Ash Wednesday was a few days ago. You may recall that ever since I've been working with Hindus, I've felt led to observe Ash Wednesday, as a visible witness (not to mention conversation starter).

This year my office has been temporarily moved downtown, so I suddenly had to scurry around to find a church. I felt pretty uncomfortable about the whole thing. I was under the mistaken impression that the church was Catholic (although it was actually Episcopalian), I was running out during working hours (since I had a meeting during lunch time), and I wondered if I was overemphasizing the symbol, and falling into ritualism.

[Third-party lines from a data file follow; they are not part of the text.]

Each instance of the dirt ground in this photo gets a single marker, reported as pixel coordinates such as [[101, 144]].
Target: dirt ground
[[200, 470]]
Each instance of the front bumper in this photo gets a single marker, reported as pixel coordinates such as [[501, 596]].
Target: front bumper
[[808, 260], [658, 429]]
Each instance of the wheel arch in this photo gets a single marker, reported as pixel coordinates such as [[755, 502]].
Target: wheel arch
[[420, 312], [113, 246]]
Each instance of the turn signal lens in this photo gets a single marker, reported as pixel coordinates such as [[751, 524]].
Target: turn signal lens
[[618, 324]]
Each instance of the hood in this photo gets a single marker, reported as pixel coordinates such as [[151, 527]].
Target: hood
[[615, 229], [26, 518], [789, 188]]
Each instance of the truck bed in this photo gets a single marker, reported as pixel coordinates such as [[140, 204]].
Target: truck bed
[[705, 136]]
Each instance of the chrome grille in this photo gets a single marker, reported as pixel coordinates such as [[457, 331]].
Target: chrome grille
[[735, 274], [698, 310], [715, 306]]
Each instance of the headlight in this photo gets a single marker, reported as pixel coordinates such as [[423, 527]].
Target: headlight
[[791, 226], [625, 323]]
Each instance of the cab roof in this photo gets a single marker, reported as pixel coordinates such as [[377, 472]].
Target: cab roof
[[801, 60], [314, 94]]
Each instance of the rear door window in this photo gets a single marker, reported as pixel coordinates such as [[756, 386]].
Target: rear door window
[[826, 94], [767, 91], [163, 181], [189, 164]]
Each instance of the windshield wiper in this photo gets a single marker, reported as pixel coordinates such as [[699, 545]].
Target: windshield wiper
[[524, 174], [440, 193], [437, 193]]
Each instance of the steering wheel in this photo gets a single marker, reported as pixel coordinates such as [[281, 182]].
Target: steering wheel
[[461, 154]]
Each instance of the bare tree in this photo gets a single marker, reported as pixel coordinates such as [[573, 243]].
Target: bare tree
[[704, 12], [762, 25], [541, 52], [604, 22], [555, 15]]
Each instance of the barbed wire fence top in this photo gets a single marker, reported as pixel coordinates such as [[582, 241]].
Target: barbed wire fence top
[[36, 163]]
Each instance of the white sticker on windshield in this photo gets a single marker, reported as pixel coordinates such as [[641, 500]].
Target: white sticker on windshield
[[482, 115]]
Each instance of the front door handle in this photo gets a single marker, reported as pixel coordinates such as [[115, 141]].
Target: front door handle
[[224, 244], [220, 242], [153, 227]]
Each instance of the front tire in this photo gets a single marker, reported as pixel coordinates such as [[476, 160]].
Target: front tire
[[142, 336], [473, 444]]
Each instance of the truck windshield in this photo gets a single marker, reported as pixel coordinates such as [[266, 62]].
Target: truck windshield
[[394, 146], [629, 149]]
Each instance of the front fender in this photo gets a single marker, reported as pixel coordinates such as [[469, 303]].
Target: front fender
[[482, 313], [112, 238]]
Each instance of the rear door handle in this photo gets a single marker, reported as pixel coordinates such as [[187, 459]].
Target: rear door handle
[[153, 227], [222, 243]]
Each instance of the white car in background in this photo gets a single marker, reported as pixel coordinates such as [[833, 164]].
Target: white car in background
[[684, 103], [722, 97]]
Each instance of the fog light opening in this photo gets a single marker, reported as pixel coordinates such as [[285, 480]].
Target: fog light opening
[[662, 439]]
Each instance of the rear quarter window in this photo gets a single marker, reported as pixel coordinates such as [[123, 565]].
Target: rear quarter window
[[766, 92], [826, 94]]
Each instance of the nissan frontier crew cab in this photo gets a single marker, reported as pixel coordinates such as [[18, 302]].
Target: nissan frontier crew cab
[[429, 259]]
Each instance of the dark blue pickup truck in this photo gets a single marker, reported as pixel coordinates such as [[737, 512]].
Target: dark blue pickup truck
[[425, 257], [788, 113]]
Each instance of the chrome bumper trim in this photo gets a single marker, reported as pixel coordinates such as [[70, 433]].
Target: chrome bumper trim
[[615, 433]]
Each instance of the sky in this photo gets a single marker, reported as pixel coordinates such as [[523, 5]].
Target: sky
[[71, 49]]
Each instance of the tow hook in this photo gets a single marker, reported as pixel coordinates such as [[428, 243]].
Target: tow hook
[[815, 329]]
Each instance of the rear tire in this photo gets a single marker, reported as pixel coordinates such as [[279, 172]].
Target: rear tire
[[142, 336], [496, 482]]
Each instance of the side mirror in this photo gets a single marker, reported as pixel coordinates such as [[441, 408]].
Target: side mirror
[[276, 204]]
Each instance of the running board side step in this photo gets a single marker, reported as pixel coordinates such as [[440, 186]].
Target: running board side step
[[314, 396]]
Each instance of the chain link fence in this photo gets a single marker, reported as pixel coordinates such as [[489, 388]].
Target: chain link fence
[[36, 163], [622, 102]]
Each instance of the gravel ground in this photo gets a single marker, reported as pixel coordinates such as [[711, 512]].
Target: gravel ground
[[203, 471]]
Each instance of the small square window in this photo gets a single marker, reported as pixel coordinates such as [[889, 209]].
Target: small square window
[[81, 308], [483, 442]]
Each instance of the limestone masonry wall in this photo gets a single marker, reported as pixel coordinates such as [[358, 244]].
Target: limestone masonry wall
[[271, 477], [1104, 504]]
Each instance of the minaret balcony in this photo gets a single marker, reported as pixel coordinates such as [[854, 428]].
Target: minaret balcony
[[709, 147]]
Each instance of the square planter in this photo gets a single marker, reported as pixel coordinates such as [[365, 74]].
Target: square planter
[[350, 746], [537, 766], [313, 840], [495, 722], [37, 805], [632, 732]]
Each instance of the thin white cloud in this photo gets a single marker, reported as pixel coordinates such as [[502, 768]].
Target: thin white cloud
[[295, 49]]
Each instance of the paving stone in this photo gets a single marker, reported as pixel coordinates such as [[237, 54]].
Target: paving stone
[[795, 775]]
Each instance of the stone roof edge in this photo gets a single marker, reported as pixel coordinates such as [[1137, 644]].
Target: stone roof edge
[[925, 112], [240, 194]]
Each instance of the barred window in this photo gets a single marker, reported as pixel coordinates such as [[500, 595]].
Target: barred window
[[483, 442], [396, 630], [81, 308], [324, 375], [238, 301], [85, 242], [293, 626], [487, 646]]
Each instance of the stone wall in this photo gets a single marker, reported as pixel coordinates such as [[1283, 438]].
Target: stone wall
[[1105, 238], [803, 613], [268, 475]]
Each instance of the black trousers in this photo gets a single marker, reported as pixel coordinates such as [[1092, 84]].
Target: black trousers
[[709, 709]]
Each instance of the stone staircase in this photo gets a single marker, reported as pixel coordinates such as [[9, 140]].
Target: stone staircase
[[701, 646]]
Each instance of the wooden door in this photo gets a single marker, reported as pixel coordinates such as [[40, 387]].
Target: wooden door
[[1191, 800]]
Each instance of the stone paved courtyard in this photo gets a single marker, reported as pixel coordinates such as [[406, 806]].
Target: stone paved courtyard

I entered the church feeling uncomfortable and self-conscious. I decided to take a pew near the front so I could scope it out, and see what the procedure was (in case any weird genuflections were needed). But as long as I was sitting there, I figured I might as well pray. And as long as I was praying, I might as well kneel. And before I knew it, I was experiencing a true wave of penitence -- not for any specific action, but simply knowledge of my innate human sinfulness, and my need for God's continuing grace. Of course, this spiritual moment kept being interrupted by my peeking through my hands to watch the people going up for their ashes.

In any event, I finally decided to go up for the ashes. For some reason, the liturgical term is 'imposition'. Personally, I think it would be a favor if the pope would choose another word, but I digress. The person who imposes the ashes (imposer? impositeur?) solemnly intones:
"Remember that you came from dust, and to dust you shall return."
I returned to my pew, and surprised myself by weeping, weighted down by a sense of sin and mortality. And suddenly the Holy Spirit filled my heart with surprising joy, and my heart responded:
"But I'm not just any dust...I'm YOUR dust!"
And I left, full of joy at the knowledge that I belong to God.

My sublime moment was still with me as I exited the building, and found myself on the sidewalk, sporting my ashes with contentment, but suddenly noticing the competing symbols of our culture. The street was still covered with confetti from the Giants' parade the previous day. In fact, some of the confetti (including whole sheets of paper) was still blowing through the air, which then reminded me of 9/11. And as I looked at the street, where vehicle traffic was restricted, to protect the stock exchange, I realized that I was seeing the celebration of idols of money and celebrity--A true New York moment.

I went back to my desk and immediately encountered a Hindu co-worker, who was clearly distressed to see the big black mark on my forehead, but too polite to say anything. I decided to help her out.
Are you looking at my ashes?
Yes, Ann. [a little tentative]
This is a religious observance. Would you like to know what it symbolizes?
Yes, Ann. [curious]
Today is called Ash Wednesday [blah blah blah]... and then comes Easter, the most joyful day of the Christian year.
Easter? not Christmas! [incredulous]
Easter is the most joyful day, because it is the day that Jesus rose from the dead. It is because he lives, that he can save us, and forgive us our sins.
I did not know that, Ann.

1 comment:

Anonymous said...

Imposition? Interesting. I've never heard that before. Must come from the Latin impositio, which simply means to place something on something-- in which case, why don't they just say that?